Kultur | Ulrich Tragatschnig | aus FALTER 12/08 vom 19.03.2008

Das Nachstellen berühmter Gemälde war im 19. Jahrhundert ein beliebtes Amüsement, gern gepflegter Eisbrecher im bildungsbürgerlichen Haushalt. Hundert Jahre später ist aber Schluss mit zu viel lustig, und das fotografisch festgehaltene Tableau vivant wird zur künstlerischen Strategie erkoren, kulturell vererbte Haltungsweisen kritisch zu befragen. In Österreich schlüpfte etwa Valie Export in ein Hausfrauen-Arbeitskleid und in die Rollen ganz pathetischer Gestalten. Wie etwa jener Musen, die Botticellis Primavera huldigen, so dass - im Überschwang der plötzlich allzu großen Gestik - Klischeebilder des Weiblichen erkennbar wurden.

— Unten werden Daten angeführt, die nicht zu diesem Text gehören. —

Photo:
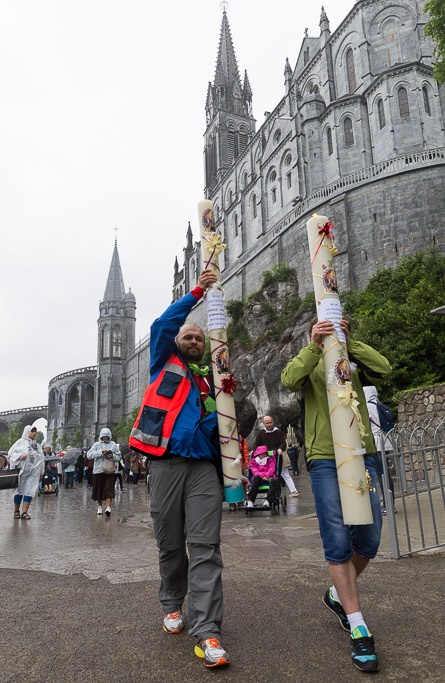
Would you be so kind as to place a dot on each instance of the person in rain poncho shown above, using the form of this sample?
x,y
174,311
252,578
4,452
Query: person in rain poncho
x,y
103,484
26,454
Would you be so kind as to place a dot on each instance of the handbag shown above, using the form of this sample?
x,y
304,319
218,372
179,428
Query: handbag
x,y
108,466
9,479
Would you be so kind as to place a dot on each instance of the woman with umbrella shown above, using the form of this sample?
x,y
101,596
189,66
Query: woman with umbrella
x,y
26,454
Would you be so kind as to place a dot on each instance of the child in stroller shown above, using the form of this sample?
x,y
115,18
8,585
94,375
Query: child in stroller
x,y
264,474
49,481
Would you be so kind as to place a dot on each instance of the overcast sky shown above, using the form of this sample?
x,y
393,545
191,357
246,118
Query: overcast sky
x,y
101,126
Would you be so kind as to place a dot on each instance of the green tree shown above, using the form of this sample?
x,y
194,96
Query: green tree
x,y
435,28
393,314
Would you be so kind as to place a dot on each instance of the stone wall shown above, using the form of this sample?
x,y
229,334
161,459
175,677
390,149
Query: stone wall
x,y
421,404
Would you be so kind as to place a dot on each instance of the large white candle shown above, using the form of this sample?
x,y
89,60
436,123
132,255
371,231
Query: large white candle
x,y
211,246
346,423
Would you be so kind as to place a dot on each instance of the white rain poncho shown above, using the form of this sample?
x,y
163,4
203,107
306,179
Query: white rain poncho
x,y
32,468
96,451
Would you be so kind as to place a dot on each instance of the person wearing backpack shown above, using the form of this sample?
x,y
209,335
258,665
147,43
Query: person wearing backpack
x,y
379,425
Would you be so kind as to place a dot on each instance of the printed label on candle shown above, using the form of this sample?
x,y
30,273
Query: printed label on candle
x,y
330,309
216,313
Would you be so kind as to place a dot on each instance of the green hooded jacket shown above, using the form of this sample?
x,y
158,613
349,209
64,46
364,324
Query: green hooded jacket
x,y
305,374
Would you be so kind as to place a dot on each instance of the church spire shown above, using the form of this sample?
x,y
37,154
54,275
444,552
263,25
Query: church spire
x,y
229,117
115,290
227,92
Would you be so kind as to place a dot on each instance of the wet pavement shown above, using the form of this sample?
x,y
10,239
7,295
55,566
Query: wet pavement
x,y
79,599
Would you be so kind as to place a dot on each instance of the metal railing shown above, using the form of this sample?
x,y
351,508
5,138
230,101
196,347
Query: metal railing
x,y
416,464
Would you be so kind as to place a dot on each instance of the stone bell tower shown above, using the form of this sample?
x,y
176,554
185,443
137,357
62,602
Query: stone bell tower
x,y
116,339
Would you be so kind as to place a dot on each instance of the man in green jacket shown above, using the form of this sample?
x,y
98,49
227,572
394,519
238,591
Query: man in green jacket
x,y
347,549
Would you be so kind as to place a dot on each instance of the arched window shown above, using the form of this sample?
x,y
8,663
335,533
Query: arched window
x,y
348,132
426,101
329,141
381,114
117,342
402,96
106,342
350,71
242,139
391,40
254,207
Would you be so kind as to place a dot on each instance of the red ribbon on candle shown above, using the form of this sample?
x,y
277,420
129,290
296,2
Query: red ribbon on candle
x,y
326,231
228,385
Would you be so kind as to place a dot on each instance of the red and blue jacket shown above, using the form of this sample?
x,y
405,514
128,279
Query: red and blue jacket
x,y
171,420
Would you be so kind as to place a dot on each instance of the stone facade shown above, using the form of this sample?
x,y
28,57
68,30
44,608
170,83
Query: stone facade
x,y
421,405
358,136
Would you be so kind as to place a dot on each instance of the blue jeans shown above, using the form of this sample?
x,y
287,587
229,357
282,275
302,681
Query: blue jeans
x,y
340,541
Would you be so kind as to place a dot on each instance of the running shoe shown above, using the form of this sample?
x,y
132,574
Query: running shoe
x,y
336,608
363,650
173,622
212,653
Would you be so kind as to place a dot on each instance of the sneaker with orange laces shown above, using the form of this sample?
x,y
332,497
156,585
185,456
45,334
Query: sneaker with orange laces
x,y
211,652
173,622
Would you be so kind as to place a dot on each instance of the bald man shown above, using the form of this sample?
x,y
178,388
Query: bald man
x,y
177,429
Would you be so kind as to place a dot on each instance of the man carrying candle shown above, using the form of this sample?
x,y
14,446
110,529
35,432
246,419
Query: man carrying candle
x,y
347,549
177,429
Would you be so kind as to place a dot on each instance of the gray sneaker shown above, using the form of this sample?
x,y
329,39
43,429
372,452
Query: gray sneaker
x,y
173,622
211,651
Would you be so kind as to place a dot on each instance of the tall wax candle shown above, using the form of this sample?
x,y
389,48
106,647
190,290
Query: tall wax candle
x,y
346,424
211,247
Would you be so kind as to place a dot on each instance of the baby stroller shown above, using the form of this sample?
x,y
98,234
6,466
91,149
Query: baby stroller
x,y
49,484
279,500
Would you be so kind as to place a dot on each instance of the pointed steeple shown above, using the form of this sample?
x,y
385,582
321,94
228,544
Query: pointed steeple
x,y
115,290
189,237
324,21
229,119
227,92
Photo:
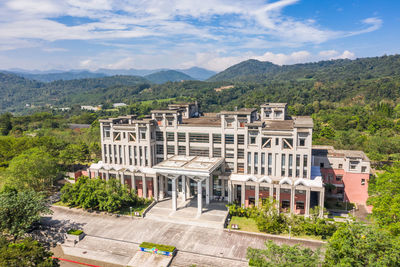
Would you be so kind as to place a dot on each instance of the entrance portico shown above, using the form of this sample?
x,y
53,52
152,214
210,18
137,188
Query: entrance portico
x,y
199,169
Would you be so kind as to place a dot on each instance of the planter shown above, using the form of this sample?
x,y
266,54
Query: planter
x,y
157,249
75,235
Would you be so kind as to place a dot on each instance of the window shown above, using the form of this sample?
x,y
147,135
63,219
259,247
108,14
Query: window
x,y
305,159
199,151
240,139
240,167
132,137
170,136
353,165
290,165
287,143
240,153
363,168
106,131
199,137
159,136
300,205
217,152
160,149
181,150
229,153
216,138
117,136
229,139
266,142
170,150
182,137
252,140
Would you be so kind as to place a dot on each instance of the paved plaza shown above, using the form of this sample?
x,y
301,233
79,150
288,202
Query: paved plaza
x,y
115,239
212,216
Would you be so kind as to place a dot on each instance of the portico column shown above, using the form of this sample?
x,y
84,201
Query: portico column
x,y
321,202
208,190
155,187
292,197
257,194
243,194
278,197
307,204
174,194
144,186
199,199
229,191
188,195
183,188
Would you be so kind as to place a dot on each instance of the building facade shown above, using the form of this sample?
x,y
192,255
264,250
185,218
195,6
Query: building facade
x,y
237,156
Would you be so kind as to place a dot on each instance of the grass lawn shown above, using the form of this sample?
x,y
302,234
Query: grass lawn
x,y
245,224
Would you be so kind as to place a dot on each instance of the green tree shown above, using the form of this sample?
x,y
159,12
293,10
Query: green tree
x,y
26,252
19,209
361,245
35,168
282,256
384,192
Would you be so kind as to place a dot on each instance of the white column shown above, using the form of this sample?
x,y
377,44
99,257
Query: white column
x,y
321,202
243,194
174,194
188,187
278,197
208,190
155,187
230,191
199,198
307,204
183,188
292,198
144,186
257,194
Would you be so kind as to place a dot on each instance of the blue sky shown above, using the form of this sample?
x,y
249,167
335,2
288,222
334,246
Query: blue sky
x,y
214,34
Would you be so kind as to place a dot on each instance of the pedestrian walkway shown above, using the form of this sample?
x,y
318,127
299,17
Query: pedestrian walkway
x,y
212,216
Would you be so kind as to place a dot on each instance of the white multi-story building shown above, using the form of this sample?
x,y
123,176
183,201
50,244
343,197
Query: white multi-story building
x,y
239,155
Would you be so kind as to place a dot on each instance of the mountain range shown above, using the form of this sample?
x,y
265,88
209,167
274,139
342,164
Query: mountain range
x,y
155,75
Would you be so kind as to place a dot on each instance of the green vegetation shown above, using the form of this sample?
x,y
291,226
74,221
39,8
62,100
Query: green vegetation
x,y
19,209
165,248
97,194
25,252
285,255
384,192
74,232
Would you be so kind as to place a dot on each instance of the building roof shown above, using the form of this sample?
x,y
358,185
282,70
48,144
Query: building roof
x,y
330,151
202,121
192,166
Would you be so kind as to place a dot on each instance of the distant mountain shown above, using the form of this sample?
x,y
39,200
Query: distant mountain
x,y
243,69
329,70
168,76
16,92
50,77
198,73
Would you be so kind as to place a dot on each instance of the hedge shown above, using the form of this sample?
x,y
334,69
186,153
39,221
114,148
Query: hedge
x,y
165,248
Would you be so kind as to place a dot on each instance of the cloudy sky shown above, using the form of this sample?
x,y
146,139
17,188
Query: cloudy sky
x,y
214,34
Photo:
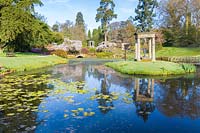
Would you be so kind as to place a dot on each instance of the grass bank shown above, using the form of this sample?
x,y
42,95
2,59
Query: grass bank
x,y
174,51
29,61
151,68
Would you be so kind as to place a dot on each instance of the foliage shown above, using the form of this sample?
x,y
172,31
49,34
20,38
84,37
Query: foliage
x,y
84,51
174,51
105,14
57,37
122,32
180,22
89,35
79,19
104,55
92,50
151,68
144,14
97,36
60,53
55,27
21,28
188,67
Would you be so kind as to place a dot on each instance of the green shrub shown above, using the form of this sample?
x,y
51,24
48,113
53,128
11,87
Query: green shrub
x,y
188,67
60,53
84,51
92,50
104,55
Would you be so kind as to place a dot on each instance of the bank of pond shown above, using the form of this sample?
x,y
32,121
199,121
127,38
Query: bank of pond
x,y
86,96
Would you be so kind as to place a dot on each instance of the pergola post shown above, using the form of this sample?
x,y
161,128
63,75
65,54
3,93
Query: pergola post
x,y
153,50
150,48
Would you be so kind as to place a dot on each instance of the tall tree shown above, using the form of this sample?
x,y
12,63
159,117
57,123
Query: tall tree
x,y
144,14
16,16
79,19
179,22
79,28
105,14
89,35
55,27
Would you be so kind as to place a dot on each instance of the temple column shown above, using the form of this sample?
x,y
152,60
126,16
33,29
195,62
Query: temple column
x,y
153,50
150,48
152,88
138,52
137,87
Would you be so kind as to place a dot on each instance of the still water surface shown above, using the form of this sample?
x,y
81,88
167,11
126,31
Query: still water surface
x,y
105,101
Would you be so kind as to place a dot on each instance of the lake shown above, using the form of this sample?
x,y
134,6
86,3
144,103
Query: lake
x,y
84,96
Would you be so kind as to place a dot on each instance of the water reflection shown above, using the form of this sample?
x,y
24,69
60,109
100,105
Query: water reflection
x,y
181,98
120,103
144,94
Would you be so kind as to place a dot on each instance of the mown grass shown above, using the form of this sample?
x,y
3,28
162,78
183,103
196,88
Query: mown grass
x,y
29,61
151,68
174,51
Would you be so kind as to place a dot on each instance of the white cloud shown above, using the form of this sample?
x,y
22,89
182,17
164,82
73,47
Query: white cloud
x,y
57,1
127,10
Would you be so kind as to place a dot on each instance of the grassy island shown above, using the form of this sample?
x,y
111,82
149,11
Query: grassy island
x,y
151,68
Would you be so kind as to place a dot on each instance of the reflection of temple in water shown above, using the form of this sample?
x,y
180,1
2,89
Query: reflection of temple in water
x,y
105,103
143,97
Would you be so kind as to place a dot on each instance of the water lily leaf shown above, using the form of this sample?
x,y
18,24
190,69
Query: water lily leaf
x,y
66,115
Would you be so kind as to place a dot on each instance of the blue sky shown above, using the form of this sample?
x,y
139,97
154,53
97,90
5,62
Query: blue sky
x,y
61,10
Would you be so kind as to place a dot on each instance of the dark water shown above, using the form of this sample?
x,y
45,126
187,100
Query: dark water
x,y
114,102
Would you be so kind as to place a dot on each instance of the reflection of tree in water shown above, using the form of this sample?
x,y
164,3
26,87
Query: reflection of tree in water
x,y
144,109
181,98
105,103
143,97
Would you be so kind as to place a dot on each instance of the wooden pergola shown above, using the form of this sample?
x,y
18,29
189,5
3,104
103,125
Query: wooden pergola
x,y
148,36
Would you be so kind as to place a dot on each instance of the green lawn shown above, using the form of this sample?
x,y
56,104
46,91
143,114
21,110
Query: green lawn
x,y
151,68
174,51
29,61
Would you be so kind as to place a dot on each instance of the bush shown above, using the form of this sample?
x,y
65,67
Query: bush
x,y
92,50
57,38
84,51
104,55
60,53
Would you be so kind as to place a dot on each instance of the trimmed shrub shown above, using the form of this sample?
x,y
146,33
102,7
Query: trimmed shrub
x,y
60,53
84,51
104,55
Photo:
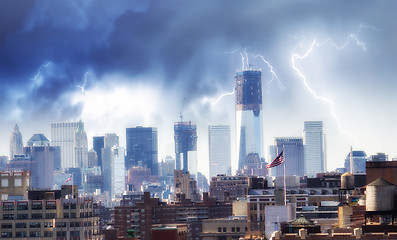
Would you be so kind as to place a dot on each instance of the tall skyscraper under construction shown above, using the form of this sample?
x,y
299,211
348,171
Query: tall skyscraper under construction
x,y
185,136
248,114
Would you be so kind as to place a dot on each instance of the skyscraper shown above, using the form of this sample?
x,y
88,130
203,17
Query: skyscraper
x,y
16,143
219,150
185,136
80,149
98,144
43,160
111,142
293,156
62,135
248,114
142,149
315,155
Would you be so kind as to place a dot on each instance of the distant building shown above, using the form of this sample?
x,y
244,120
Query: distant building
x,y
16,142
359,161
63,135
248,85
293,156
185,187
92,158
98,144
142,148
111,141
379,157
219,150
315,150
80,149
228,188
185,136
39,159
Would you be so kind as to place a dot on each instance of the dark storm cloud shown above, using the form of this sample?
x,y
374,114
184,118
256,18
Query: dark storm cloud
x,y
177,39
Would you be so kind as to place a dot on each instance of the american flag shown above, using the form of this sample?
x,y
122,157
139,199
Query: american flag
x,y
277,161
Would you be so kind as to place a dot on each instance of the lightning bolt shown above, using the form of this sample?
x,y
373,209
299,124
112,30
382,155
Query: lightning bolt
x,y
82,87
214,101
315,44
274,74
37,80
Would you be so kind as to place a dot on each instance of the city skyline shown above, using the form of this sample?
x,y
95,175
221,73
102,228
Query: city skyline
x,y
136,63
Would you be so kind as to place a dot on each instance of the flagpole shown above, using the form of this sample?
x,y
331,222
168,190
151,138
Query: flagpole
x,y
285,186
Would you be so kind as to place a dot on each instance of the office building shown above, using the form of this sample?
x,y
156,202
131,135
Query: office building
x,y
219,150
111,142
359,160
293,156
248,115
141,147
47,214
185,136
80,149
98,144
42,161
63,135
16,143
315,155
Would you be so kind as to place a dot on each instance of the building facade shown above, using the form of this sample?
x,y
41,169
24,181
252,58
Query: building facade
x,y
142,148
293,156
185,136
16,142
219,150
315,150
63,135
248,90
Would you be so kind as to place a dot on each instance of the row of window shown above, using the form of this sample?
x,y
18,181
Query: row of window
x,y
24,234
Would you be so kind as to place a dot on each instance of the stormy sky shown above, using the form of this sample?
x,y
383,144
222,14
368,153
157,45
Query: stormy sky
x,y
118,64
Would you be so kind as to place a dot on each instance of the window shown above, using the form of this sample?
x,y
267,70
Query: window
x,y
20,225
35,234
8,216
22,216
8,207
20,234
4,182
50,215
37,216
18,182
35,225
6,234
48,224
6,225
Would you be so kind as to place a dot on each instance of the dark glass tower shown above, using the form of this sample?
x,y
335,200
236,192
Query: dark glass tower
x,y
142,148
185,136
248,114
98,144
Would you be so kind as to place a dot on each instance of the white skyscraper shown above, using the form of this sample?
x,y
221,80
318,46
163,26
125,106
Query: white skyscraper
x,y
118,171
315,155
219,150
16,143
63,135
80,150
248,90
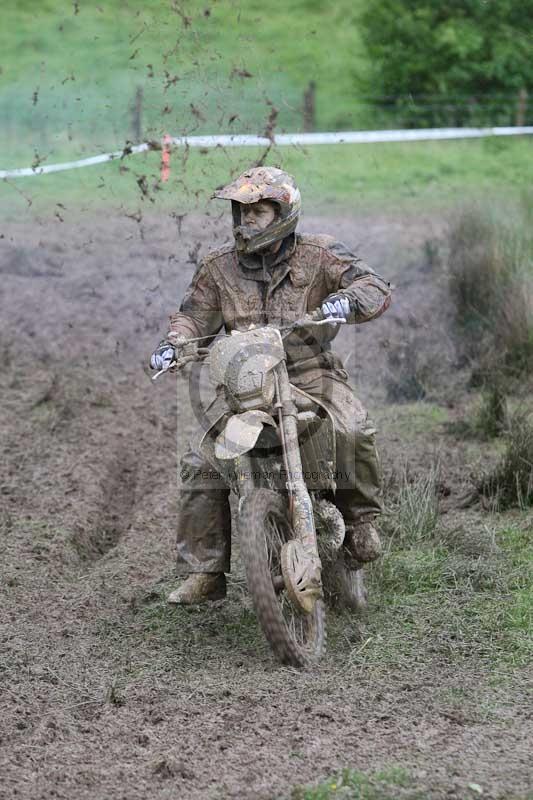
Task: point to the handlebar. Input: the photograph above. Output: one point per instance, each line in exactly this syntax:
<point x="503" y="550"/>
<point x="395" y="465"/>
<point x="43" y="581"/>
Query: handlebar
<point x="200" y="353"/>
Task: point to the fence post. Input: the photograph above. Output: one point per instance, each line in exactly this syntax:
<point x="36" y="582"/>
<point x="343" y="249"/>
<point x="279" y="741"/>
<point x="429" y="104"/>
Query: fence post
<point x="309" y="107"/>
<point x="137" y="115"/>
<point x="521" y="108"/>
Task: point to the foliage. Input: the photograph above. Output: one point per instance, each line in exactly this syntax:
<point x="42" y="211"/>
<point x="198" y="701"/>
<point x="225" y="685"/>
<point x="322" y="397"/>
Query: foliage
<point x="491" y="288"/>
<point x="415" y="513"/>
<point x="357" y="785"/>
<point x="511" y="482"/>
<point x="70" y="71"/>
<point x="341" y="179"/>
<point x="453" y="63"/>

Nun erkennen Wolfgang Prinz und Michel Gholam, sprich Prinz Gholam, wie viel Körperbeherrschung die alten Meister ihren Figurengruppen abverlangten. Dass sie im Nachstellen kunsthistorisch hochberühmter Szenen manch geschlechterrollentypische Verteilung unterlaufen, mag ihre Arbeit, die bis 18.5. bei Camera Austria zu sehen ist, zusätzlich aufladen.